The stations of Dienheim and Frankenthal Süd were opened on 14 June 2015.

Line RB 44 became line S 6 of the Rhine-Neckar S-Bahn at the "minor timetable change" on 10 June 2018. Since the timetable change on 9 December 2018, the S 6 S-Bahn services mostly run every half hour. In the future, a connection from Mainz via Worms and Mannheim to Heidelberg is planned. Also trains on Regional-Express lines 4 and 14 have run via the Taunus Railway to Frankfurt Hauptbahnhof since 9 December 2018. The initially proposed stations of Worms Nord and Worms Süd are not to not being built for the time being.

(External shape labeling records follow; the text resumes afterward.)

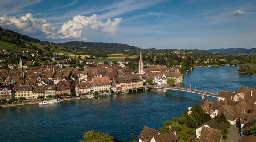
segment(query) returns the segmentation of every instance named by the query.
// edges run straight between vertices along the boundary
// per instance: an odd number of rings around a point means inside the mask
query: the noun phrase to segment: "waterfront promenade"
[[[162,89],[166,92],[167,90],[172,90],[186,92],[192,93],[195,94],[201,95],[203,99],[205,99],[205,96],[218,98],[218,94],[213,93],[195,89],[191,89],[190,88],[187,88],[185,87],[178,87],[171,86],[164,86],[160,85],[145,85],[145,87],[147,88],[157,88]]]

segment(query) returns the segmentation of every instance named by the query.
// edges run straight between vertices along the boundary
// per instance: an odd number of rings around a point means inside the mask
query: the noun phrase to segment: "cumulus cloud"
[[[0,26],[24,33],[42,33],[46,38],[79,39],[87,41],[91,36],[109,37],[117,31],[122,18],[108,19],[105,23],[97,20],[97,15],[90,17],[78,15],[61,27],[47,23],[44,19],[34,18],[31,13],[16,17],[6,15],[0,17]]]
[[[241,11],[241,10],[236,10],[233,12],[233,15],[234,15],[234,16],[242,15],[242,14],[245,14],[245,12],[244,12],[243,11]]]

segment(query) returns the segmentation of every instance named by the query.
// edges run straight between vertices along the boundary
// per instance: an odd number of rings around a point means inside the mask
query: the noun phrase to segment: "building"
[[[109,77],[93,78],[92,82],[94,87],[94,91],[108,92],[111,87]]]
[[[224,122],[222,122],[220,123],[218,123],[214,119],[212,119],[202,124],[196,128],[195,133],[197,138],[199,138],[200,137],[202,128],[203,127],[220,130],[221,131],[221,133],[223,133],[225,130],[227,128],[227,125]]]
[[[142,72],[142,70],[143,69],[143,61],[142,61],[142,55],[141,54],[142,49],[140,48],[140,60],[139,60],[139,74],[143,74]]]
[[[200,142],[222,142],[221,130],[203,126],[199,138]]]
[[[230,92],[221,90],[218,97],[219,101],[223,101],[226,99],[233,101],[237,101],[239,99],[238,96],[235,92]]]
[[[46,85],[44,87],[44,98],[48,95],[53,96],[55,93],[56,86],[55,85]]]
[[[138,137],[139,142],[150,142],[154,136],[160,134],[158,130],[145,126]]]
[[[242,99],[244,99],[244,95],[246,93],[246,91],[248,90],[250,91],[256,92],[256,88],[250,88],[248,87],[241,87],[237,91],[237,95],[238,95],[238,96],[239,97],[241,98]]]
[[[256,142],[256,136],[253,135],[244,136],[239,142]]]
[[[6,99],[7,101],[13,97],[12,93],[13,85],[6,85],[0,88],[0,99]]]
[[[76,86],[76,93],[78,95],[86,95],[93,93],[94,87],[93,83],[80,82]]]
[[[28,85],[16,86],[13,89],[14,97],[18,99],[21,97],[30,99],[32,97],[32,87]]]

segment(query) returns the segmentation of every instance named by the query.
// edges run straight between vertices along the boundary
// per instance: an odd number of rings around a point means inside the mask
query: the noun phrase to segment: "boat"
[[[39,103],[39,105],[45,105],[49,104],[54,104],[61,103],[63,101],[63,100],[60,100],[59,99],[55,99],[50,100],[43,101],[42,102]]]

There are the following local services:

- RE 4: (Frankfurt am Main – Hochheim am Main –) Mainz – Worms – Ludwigshafen (Rhein) Hbf – Speyer – Karlsruhe (every two hours)
- RE 14: (Frankfurt am Main – Hochheim am Main –) Mainz – Worms – Ludwigshafen (Rhein) Mitte – Mannheim (every two hours)
- S 6: Mainz – Worms – Ludwigshafen am Rhein – Mannheim (mostly every half hour).